Saturday, January 22, 2011

I write therefore I am!

Nearly two years since I published on my blog and so much wasted time! My thoughts on so many issues lost forever into that empty abyss which swallows creativity, ambition, reflection and analysis. What shame! Lost opportunities are the stuff of life for so many, me especially! Here I am, sixty-eight years old and with so little time left compared with my life to date. I feel about thirty-five but one day soon, my body will begin to fail even if my mind continues; vice-versa would be even worse ..... an empty brain rattling around in a declining body .... ugh! I keep meeting people from my past .... how much have I lost .... or remembering events from long ago .... a bit like my life passing before my eyes ..... a warning that the grim reaper is waiting in the wings. Let's hope he (or is it a she?) stays in the green room rather than coming on stage! 

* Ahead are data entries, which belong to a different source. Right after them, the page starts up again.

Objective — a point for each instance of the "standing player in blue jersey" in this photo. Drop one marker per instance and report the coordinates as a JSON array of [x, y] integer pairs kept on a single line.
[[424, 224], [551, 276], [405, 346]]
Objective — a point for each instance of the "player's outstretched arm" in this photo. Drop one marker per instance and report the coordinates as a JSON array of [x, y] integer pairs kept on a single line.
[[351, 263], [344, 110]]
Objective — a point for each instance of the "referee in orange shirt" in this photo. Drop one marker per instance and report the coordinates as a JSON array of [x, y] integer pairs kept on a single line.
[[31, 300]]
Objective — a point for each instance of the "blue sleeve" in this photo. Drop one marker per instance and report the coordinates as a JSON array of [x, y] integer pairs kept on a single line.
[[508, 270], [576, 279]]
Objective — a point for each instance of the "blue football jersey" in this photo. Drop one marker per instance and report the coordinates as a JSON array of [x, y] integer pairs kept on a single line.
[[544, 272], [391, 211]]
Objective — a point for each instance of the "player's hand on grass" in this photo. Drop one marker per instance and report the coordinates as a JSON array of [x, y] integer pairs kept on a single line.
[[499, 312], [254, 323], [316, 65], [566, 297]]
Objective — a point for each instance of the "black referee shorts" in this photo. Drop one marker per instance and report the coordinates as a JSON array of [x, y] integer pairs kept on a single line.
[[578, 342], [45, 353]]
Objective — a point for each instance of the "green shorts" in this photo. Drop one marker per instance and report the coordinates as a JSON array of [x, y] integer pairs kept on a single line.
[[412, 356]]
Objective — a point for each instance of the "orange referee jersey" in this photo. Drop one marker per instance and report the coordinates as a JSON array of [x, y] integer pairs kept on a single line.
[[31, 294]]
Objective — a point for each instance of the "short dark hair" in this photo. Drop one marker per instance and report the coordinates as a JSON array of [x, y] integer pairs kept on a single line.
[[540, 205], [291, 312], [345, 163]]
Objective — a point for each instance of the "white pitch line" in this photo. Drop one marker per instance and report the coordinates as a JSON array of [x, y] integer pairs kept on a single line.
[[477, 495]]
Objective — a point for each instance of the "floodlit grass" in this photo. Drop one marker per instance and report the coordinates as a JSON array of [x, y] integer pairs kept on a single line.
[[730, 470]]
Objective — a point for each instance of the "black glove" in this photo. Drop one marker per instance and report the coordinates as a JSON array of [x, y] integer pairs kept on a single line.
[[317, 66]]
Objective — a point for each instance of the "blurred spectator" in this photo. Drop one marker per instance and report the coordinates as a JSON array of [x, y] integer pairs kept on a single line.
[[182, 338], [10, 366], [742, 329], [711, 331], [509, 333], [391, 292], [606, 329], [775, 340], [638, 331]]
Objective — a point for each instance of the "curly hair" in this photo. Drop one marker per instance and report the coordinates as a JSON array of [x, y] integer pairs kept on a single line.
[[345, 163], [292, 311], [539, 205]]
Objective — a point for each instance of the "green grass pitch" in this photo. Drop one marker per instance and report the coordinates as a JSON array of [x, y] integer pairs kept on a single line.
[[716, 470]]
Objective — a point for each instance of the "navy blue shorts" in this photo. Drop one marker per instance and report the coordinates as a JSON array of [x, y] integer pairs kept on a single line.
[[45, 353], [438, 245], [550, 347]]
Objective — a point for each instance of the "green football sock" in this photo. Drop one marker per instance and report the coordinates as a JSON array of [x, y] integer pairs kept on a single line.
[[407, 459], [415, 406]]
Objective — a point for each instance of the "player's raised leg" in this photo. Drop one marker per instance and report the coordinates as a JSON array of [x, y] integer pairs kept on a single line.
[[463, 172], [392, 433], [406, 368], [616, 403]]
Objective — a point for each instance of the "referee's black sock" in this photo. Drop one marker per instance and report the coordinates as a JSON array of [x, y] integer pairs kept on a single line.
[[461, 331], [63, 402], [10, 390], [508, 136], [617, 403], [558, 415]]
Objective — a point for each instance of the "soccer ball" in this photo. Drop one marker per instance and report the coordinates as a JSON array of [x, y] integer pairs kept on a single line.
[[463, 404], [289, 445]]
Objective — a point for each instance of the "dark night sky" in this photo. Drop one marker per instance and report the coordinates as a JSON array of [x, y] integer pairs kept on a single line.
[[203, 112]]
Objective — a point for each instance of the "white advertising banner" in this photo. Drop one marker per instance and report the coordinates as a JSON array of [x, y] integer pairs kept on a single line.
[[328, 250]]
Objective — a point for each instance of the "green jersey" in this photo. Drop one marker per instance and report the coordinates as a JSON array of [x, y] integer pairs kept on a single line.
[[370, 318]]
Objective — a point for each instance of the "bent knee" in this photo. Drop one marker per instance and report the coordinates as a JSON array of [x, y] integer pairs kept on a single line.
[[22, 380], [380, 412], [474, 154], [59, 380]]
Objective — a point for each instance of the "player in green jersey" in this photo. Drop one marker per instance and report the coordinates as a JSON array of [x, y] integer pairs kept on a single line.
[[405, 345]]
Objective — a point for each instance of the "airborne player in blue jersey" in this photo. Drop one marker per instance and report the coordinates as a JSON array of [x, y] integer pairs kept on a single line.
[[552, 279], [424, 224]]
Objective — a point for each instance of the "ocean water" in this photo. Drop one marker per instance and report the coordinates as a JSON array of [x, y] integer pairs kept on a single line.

Watching The King's Speech this evening, I thought back to that day (02/02/52?) when the headteacher came into class, made us stand and announced "The King is dead!" First we prayed, and then we had to say "Long live the Queen!" The world continues and so do we .... most of the time, while one by one we fall off the edge of this flat earth and into an abyss, forever lost in a dark and spiritless void. Shall I write each day? Will my thoughts continue to litter this failing world, yet another environmental disaster .... words wasted, useless words, pointless words, hurtful words which cause offence, kind and loving words which miss their target, words lost on the wind, words misunderstood and words not heard. 

The world does not listen to me. Having no audience should tell me that I have nothing to say!